As if sensing the need to exert dominance, Hecate leaps onto the island and positions herself next to Tim, lifting her tail to present him with her butthole, a small pink starburst in her sea of inky black fur. Feline behaviorists claim this implies trust, but I know better. Supremacy through humiliation is her modus operandi. Tim’s face contorts with disgust, and he pulls back, looking to me for help. I take another drink.

“I’m allergic to cats,” he reminds me.

“Oh.”

I can tell the moment it sinks in. His face, usually the startling white of a consumptive Victorian poet, grows ruddy. Hecate takes a strategic step backwards, wiggling her furry behind closer to his nose.

“So, it’s going to be like that?” he asks.

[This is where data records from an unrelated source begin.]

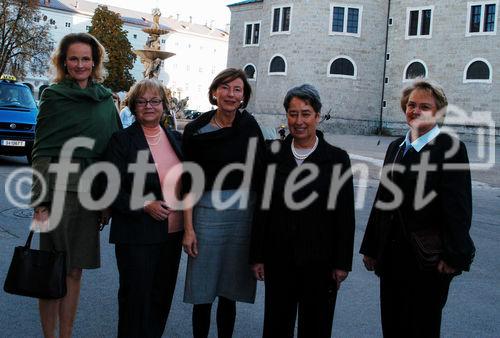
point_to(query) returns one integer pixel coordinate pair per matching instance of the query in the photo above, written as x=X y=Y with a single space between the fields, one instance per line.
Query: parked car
x=18 y=112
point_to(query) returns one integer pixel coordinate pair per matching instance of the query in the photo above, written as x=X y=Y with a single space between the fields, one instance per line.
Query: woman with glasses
x=216 y=236
x=147 y=231
x=417 y=236
x=76 y=105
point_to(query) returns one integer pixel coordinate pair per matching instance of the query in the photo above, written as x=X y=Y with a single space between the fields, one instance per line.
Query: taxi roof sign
x=8 y=77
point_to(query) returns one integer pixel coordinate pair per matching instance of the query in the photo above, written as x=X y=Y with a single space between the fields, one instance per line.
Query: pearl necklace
x=303 y=156
x=156 y=136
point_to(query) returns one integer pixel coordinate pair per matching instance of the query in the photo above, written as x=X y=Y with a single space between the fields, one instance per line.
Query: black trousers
x=147 y=281
x=311 y=289
x=411 y=300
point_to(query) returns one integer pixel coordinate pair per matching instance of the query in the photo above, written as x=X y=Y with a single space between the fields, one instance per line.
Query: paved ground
x=472 y=309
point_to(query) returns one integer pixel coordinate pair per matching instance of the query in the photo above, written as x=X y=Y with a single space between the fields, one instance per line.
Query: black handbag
x=428 y=247
x=36 y=273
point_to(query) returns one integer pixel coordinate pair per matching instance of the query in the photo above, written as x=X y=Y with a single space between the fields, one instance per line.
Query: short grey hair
x=433 y=88
x=304 y=92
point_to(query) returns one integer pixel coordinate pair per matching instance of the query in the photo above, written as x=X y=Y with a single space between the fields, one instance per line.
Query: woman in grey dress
x=217 y=237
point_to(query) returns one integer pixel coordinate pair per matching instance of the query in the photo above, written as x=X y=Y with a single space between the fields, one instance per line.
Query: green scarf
x=68 y=111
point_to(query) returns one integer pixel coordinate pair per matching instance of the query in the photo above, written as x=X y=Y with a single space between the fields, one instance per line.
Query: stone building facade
x=360 y=54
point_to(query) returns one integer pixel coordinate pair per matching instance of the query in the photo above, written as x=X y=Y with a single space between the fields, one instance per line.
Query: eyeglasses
x=144 y=103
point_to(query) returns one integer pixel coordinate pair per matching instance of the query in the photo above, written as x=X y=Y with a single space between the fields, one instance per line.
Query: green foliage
x=107 y=27
x=25 y=45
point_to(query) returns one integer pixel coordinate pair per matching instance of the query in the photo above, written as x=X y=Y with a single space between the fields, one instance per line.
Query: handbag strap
x=28 y=241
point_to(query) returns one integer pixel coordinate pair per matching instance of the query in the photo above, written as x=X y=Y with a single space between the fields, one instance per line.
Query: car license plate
x=12 y=143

I raise my eyebrows—Yes, it’s going to be “like that”—and feel grateful that I rolled out of bed and immediately put on my full makeup, complete with bold winged eyeliner and classic red lips. Crusty eyes and smudged lipstick just don’t command obedience the same way. With a sigh, Tim pushes away his coffee and walks briskly through the apartment, collecting his belongings. Socks from the couch. Wallet and phone from the coffee table. By the time he’s wrapping his scarf around his neck and pulling on his coat, a muscle jumps in his jaw. I sip my coffee as I watch, and Hecate leaps gracefully from the island to the countertop next to me, rubbing along my arm.

“You’re going to end up alone, you know.”

I chuckle into my mug. “One can hope.”